I just hmmed and reached for the doorknob. Before my fingers touched it, something shattered in the kitchen. Probably something expensive. I didn’t want to know what it was—I couldn’t afford to replace a paper plate—so I ignored it and pushed open the office door.

Another shattering sound, this one followed by a thunderous boom.

“Damn it.” I tossed the phone records onto the desk, then strode to the hallway that cut between the office and the kitchen. By the time I reached the swinging door, another boom rattled the air.

Since The Rain hadn’t had guests in three weeks, the restaurant hadn’t been serving food. The paranorms cooked for themselves in the Barn, a literal barn that had been converted into a surprisingly nice residence for the staff. Only two people occupied the kitchen now—Jared, the vampire who stood unruffled near the center island, and Joash, a fire elemental who’d crashed against a now-dented metal cabinet. The former was another reason I couldn’t let the werewolves in. They were pissed Jared had planned to marry Nora, the daughter of their alpha. They would provoke Jared into a fight that would justify their killing him in self-defense.
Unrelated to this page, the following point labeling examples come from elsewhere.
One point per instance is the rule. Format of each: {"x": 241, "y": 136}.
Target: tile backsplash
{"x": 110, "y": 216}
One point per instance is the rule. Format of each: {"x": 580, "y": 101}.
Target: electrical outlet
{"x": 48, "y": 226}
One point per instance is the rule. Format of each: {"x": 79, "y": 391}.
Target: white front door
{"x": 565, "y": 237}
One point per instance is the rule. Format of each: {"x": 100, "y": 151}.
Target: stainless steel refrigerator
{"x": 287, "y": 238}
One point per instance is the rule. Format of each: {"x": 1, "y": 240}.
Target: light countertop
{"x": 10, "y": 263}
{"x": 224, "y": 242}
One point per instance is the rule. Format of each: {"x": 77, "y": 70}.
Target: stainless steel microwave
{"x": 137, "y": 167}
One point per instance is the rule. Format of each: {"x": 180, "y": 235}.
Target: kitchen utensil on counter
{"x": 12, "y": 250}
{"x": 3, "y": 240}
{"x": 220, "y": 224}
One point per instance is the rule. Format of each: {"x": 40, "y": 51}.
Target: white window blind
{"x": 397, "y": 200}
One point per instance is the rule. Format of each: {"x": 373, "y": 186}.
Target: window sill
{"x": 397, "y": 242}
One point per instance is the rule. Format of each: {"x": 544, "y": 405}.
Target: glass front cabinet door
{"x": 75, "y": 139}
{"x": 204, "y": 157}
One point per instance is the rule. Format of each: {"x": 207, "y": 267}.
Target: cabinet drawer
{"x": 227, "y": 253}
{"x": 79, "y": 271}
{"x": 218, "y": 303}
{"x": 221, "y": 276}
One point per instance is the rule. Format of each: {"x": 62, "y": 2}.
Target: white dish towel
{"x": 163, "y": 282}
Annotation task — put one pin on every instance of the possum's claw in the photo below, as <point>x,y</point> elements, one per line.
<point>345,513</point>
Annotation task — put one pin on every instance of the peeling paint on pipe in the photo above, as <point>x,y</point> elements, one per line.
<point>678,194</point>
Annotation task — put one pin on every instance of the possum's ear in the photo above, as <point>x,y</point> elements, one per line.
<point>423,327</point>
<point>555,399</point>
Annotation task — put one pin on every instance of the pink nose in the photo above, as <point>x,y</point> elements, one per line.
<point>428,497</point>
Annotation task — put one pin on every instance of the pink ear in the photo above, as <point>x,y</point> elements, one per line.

Anyone the master vampire, Arcuro, approved to stay here would do the same.

Joash snarled something unintelligible before he leaped back to his feet. He reached to the counter behind him and grabbed the fire extinguisher.

I would have commented on the irony of the fire elemental’s choice of weapon if he hadn’t charged at Jared, swinging the extinguisher like a baseball bat.

Jared didn’t budge other than to casually lift his arm to block the blow.

A loud crack echoed through the kitchen.

Jared looked down at his dangling arm. He blinked. Then his nostrils flared.

Joash readied for another hit.

“Don’t!” I darted forward and grabbed the extinguisher just as he started his swing.

Joash glared at me. “He changed the order.”

“Let go of the fire extinguisher.”

“This is my kitchen.”

“Actually, it’s mine. Let. Go.”

Fury flared across his face, but he released the extinguisher. I set it back on the counter.

“Jared,” I said. He still stood there staring at his grotesquely broken arm as if he were offended by it.

When I repeated his name, he looked at me. Then he looked at Joash.

Three quick steps and Jared grabbed the fire elemental by the throat.